Welcome to Stats in the Wild! Most people think of statistics as a dry list of formulas, but in reality, it is the language of evidence. This semester, Professor Baker is challenging you to stop being a passive consumer of data and become an active researcher. You won't just be solving for $x$ in a vacuum; you will be conducting a complete statistical study to answer a question that actually matters to you.
The Four Pillars of Data Science
To ensure the integrity of your research, your project will move through four critical stages:
- Inquiry: Asking a question that can actually be measured (e.g., "Do athletes have faster reaction times?").
- Collection: Gathering data without "stacking the deck." You need to minimize bias to ensure your sample represents the population.
- Visualization: Transforming a messy list of numbers into a story using histograms and box plots.

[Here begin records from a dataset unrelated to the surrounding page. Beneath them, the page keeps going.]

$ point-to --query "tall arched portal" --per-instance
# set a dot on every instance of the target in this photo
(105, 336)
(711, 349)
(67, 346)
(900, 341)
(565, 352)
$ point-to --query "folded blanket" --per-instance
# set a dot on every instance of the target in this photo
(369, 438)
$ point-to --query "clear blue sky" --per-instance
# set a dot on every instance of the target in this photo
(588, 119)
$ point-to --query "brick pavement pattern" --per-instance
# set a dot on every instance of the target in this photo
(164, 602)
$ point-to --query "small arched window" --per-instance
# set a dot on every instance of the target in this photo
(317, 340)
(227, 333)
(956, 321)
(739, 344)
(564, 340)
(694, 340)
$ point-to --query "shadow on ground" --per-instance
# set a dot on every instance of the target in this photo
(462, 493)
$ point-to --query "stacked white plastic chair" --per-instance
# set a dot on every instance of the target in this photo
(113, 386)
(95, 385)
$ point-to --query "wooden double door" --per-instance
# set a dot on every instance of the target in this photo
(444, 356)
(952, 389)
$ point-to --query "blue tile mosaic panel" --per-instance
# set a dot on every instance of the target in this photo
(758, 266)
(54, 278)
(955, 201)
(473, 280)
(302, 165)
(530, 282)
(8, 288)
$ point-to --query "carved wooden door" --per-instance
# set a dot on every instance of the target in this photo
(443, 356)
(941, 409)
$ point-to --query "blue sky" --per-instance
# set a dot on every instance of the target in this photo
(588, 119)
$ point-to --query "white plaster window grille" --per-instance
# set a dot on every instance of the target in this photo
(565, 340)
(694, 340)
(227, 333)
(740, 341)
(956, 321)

- Inference: Using a hypothesis test to decide if your results are a real phenomenon or just a lucky coincidence.
The Mathematics of Evidence
Once you have collected your data (aiming for a sample size of $n \geq 30$ to satisfy the Central Limit Theorem), you will dive into the math. Your "Testing Checklist" includes:
- Descriptive Statistics: Calculate the mean ($\bar{x}$) and standard deviation ($s$).
- The Test Statistic: Calculate your $t$-score or $z$-score depending on your data type.
- The P-Value: Think of this as the "Fluke Factor." A P-value of $0.03$ means there is only a $3\%$ chance your results happened by pure luck.
Ultimately, you will answer the most important question in science: Is the effect I'm seeing statistically significant, or is it just noise? Remember, in science, failing to reject the null hypothesis is just as valid as rejecting it—rigor matters more than being "right"!